Thursday, April 27, 2017

NOminalism and the Benedict Option

What have I been saying for all this time?

"The Benedict Option” traces the decline of faith in the West all the way back to a fourteenth-century debate about the nature of God. God tells us how to be good—but are the things he deems good actually good in themselves, or good just because God says they are? According to one group, the “realists,” God is constrained by reality: the goodness toward which he points really exists in the world. According to the second group, the “nominalists,” God is totally free: simply by saying that something is good, he makes it so.
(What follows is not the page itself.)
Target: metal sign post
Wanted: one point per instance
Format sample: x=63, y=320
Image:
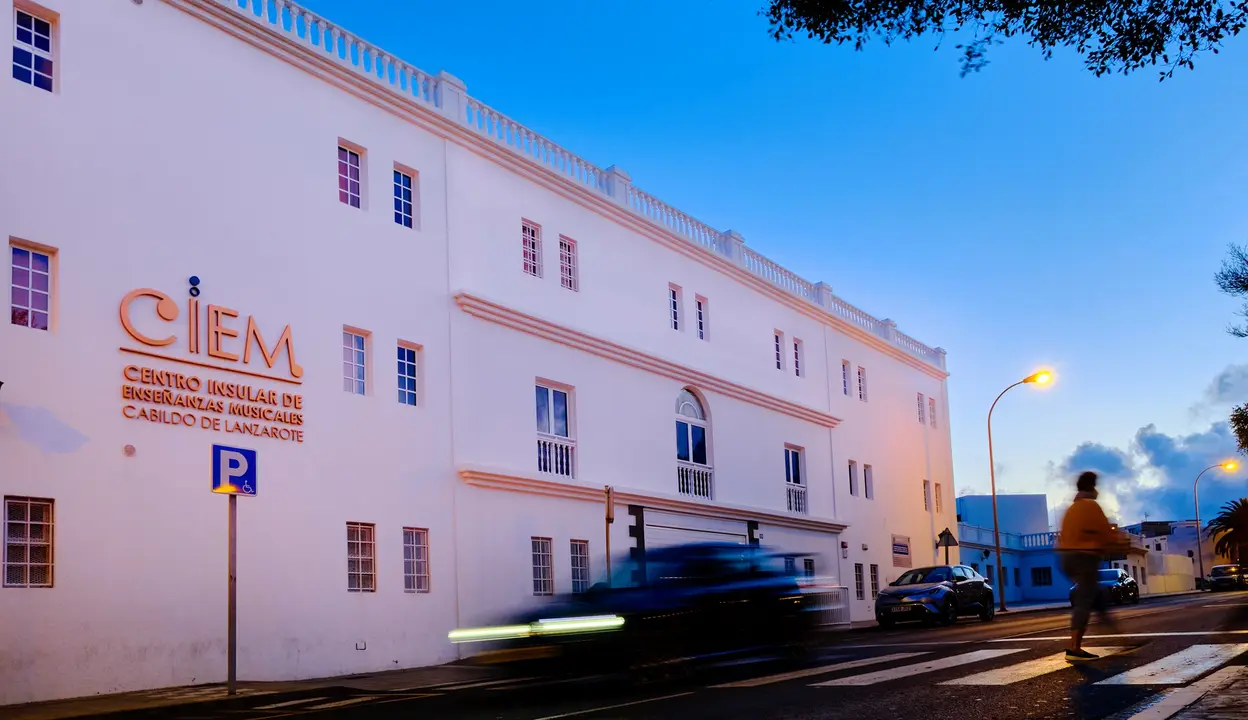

The nominalists thought they were doing God a favor, by recognizing his power. In fact, Dreher writes, they undermined him. Today, most people are nominalists. They doubt that entities like God, beauty, and evil are real in the same sense that the physical world is real. Even if they believe in God, they imagine a boundary between the transcendent plane, where God lives, and our material one. This boundary makes God abstract—a designer, a describer, a storyteller—rather than a concrete presence in our everyday life. By contrast, the early Christians were realists. They lived “sacramentally,” as though the world itself were charged with God’s presence. Last year, in a blog post called “Re-Sacramentalizing My Life,” Dreher wrote, “We won’t start to recover spiritually and morally until we begin to recover this ancient Christian vision to some significant degree—though how we Christians in postmodernity do so out of our own traditions is a very difficult question.”